Understanding flooring moisture mitigation

By John T. McGrath, Jr.

When it comes to flooring specification, understanding appropriate moisture measurement, mitigation, and proper floor prep will protect against costly pitfalls in commercial construction. Specifying industry-recognized practices will guard against disruptive remediation. Aside from the cost, moisture related flooring failures cause significant enough disruptions to shut down building operations—resulting in lost revenue, health and safety hazards, and unhappy clients.

While floor preparation and moisture testing (including ASTM F1869-16a, ASTM F2170-19a, and ASTM F710-19e1) have become standard practice, these critical steps can be overlooked due to tight timelines, limited budgets, inexperienced contractors, uninformed specifiers, or installation teams who lack adequate training. The result can be a plethora of flooring problems appearing as early as days or weeks after a floor has been installed, including adhesive degradation, bubbling, cupping, gaps between tiles or planks, and moldy conditions.

For these reasons and more, it is critical for architects, designers, and other specifiers to understand the root causes of moisture-related flooring failure, the importance of ordering standardized moisture testing, and the roles jobsite preparedness evaluation reports and pre-construction meetings play in the flooring preparation process. It could mean the difference between their next success story or a black mark on a firm’s reputation.

 Advanced testing standards

Most resilient commercial flooring product designs install over a concrete slab subfloor. Newly poured concrete slabs often take weeks or months to cure, slowly releasing moisture as they dry. When resilient and other non-permeable flooring systems go in place prematurely, they will fail due to the evaporating moisture rising to the surface of the slab.

These moisture problems are only exacerbated by extreme cold, high humidity and other environmental conditions. In many Canadian provinces, daily high temperatures rarely get above freezing from November through April. Coupled with heavy snowfall and high humidity, concrete slabs in unconditioned spaces can be quick to freeze, affecting the strength of the concrete.
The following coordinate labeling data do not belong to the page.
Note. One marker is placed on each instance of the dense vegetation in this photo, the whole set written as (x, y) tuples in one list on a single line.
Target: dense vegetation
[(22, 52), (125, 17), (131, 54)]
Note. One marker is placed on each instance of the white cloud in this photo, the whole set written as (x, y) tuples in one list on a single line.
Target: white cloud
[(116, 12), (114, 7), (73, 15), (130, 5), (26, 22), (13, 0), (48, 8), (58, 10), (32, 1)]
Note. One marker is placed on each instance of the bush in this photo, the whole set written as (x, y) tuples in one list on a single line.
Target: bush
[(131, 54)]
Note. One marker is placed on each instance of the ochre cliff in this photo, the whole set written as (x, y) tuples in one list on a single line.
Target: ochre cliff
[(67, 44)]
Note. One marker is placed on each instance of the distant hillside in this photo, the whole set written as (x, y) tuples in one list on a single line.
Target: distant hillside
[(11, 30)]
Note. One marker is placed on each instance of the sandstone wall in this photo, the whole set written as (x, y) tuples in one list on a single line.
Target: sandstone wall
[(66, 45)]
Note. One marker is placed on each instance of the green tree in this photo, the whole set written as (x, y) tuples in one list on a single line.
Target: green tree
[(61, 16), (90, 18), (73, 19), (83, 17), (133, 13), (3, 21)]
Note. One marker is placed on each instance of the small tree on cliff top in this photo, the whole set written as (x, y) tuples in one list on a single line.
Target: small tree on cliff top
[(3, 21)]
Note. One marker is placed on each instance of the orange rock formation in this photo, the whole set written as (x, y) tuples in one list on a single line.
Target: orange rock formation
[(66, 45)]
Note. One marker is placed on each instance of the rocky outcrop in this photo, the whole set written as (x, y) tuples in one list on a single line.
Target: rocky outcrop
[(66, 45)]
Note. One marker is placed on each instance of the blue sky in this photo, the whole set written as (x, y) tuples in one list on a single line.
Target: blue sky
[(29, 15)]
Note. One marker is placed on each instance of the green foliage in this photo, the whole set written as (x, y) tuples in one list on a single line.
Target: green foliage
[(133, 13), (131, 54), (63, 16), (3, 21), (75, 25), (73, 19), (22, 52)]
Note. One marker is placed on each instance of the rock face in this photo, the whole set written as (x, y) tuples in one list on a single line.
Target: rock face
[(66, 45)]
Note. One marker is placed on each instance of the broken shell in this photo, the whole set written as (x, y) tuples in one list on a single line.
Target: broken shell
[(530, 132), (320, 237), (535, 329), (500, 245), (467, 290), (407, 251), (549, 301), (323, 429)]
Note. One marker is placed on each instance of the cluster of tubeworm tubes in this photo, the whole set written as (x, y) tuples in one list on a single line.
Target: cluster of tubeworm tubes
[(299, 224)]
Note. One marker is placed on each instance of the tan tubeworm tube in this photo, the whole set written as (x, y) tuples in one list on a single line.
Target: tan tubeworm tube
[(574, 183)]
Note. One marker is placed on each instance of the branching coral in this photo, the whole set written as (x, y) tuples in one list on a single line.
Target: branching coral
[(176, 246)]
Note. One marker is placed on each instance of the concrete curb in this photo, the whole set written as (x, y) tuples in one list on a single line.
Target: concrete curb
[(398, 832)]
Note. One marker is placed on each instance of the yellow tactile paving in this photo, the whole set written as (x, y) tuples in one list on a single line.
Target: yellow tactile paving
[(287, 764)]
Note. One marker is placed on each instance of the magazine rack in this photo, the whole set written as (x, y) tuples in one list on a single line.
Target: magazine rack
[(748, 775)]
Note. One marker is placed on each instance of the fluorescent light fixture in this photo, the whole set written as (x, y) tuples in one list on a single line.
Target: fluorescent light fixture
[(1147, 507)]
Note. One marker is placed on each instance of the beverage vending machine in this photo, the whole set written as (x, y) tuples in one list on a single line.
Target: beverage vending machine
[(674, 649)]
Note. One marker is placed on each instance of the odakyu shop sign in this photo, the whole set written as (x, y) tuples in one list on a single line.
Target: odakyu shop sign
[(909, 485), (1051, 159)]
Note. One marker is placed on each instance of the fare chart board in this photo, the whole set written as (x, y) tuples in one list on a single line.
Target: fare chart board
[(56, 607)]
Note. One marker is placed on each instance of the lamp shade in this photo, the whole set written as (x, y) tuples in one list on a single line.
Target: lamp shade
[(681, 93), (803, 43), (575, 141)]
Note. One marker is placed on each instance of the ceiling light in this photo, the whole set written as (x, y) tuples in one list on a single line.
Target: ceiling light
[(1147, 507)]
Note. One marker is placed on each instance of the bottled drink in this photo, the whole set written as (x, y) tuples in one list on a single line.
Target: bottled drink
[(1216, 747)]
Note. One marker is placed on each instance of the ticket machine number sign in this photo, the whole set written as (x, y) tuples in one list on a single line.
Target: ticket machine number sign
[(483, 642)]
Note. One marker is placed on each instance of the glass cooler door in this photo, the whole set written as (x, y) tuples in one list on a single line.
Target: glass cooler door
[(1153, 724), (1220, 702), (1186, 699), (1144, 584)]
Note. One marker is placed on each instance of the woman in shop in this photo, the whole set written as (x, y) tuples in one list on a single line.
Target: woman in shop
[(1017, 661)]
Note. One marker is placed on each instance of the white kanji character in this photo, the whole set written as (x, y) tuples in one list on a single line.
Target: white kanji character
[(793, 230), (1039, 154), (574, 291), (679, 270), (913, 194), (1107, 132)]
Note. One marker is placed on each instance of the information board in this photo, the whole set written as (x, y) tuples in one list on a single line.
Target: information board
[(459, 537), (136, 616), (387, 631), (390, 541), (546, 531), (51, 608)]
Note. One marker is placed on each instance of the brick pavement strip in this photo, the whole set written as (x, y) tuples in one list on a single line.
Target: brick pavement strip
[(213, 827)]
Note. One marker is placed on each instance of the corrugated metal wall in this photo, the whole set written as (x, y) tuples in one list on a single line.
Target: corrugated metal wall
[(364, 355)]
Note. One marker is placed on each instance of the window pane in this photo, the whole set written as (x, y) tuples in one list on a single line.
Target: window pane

As a result, the American Society for Testing and Materials (ASTM) developed standardized moisture testing and mitigation practices, and well-trained and certified floorcovering contractors put them into practice around the country.

ASTM F1869-16a is an anhydrous calcium chloride test covering the quantitative determination of the rate of moisture vapor emitted from the concrete substrate over time. The relatively simple test involves sealing a small dish of calcium chloride on a clean section of concrete under a plastic dome. The salt absorbs the moisture in the localized environment and the weight gain after three days plugs in to calculate the moisture vapor emission rate (MVER).

While ASTM F1869-16a tests the surface of a concrete slab, ASTM F2170-19a goes a step further. This in-situ relative humidity (RH) test provides the quantitative determination of present RH inside a concrete substrate. It formally recognizes the use of in-situ probes as a means of conducting relative humidity testing, and at the time of its adoption, represented a fundamental change in how moisture was measured in subfloors, as well as the degree of accuracy of information testers could obtain through RH meters.

In-situ probes measure the moisture content deeper within the concrete matrix, whereas calcium chloride tests only the surface of the slab. Each probe or sensor requires a hole measuring 19.05 mm (0.75 in.) in diameter and at a depth equaling 40 per cent of the slab’s thickness for slabs drying from one side, or 20 per cent depth for a slab drying from two sides. The probes can also stay in place for weeks at a time to determine if there is a change in moisture levels.

When testing, it is also crucial for installers to consult floor covering product manufacturers, since surface preparation requirements and methods vary depending on the type of substrate, subfloor, underlayment, and floor covering specified.

For example, when applying floor finishes over concrete substrates, some floor coverings require a light grind or shot blast to a specific concrete surface profile while others require a more aggressive mechanical surface preparation in order to achieve a tenacious bond. Slab moisture conditions such as RH, MVER, and the level of alkalinity (pH) also require consideration by installers.

In addition to ASTM F1869-16a and F2170-19a, ASTM F710-19e1 supports the acceptability of a concrete subfloor readiness for the installation of a finished resilient flooring product, ensuring concerns with substrate profiling and potential bond breakage resolve. This assures conditions are acceptable for the installation of the resilient flooring in a timely manner.

Despite the general adoption of these testing methods, there remains an alarming amount of flooring failures. From hospitals to office buildings, hotels to university campuses, fast-track construction, tight budgets and a lack of awareness of these testing standards have resulted $2.4 billion spent annually in the U.S. on remediating moisture and repairing or replacing damaged flooring, according to data from Independent Floor Testing & Inspection.